Brown keeps his voice level but expresses frustration with the officer putting hands on him. Within a few minutes, half a dozen squadcars arrived and the original officer sheepishly explains to each driver that he’d only wanted one backup officer to come help him write Brown a ticket. The newly arrived officers surround Brown as he stands in the same spot near his car, occasionally using the key in his pocket to deactivate his car alarm when officers touch the vehicle and set it off. Suddenly one of the officers shouts at him to take his hands out of his pockets, and within seconds he is being pressed to the pavement by multiple officers and then shocked with a stun gun.


Afterward, video released by the city shows, officers eventually recognize Brown as a professional basketball player for the Milwaukee Bucks. The original officer explains to Brown, now in handcuffs, that he was “being an ass” earlier and brought the whole thing on himself. Though police sources claimed at the time that he’d been combative and aggressive with officers, the video shows Brown indignant but compliant — a situation that fits the widespread but informal non-crime that police jargon labels “contempt of cop.”

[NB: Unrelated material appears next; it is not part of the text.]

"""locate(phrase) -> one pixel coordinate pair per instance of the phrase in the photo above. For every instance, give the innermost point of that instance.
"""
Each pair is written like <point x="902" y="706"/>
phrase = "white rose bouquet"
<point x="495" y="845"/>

Whatever regret city leaders expressed months later, and however much chagrin is audible in the original officer’s voice as the situation he initiated speeds beyond his design, the new video captures how such episodes can almost literally bear a silver lining for police. A situation like this would have paid time-and-a-half to an officer who went past the eight-hour standard shift during the course of an incident like this, according to the city’s police contract.

Though rates vary from city to city, overtime is generally a huge driver of police officer compensation. Even before the OT money-money rains in, officer salaries are well above the median income for their cities — a reflection of the dangerous and crucial work they do, but also of the immense power that police unions wield.

In some cases, unions have made it explicit that they want their members to get paid more in exchange for agreeing to even basic oversight and accountability measures — a trade-off that might turn some liberal stomachs, but which also marks an opportunity to move past the absolutist resistance to use-of-force reforms that unions have expressed in the past.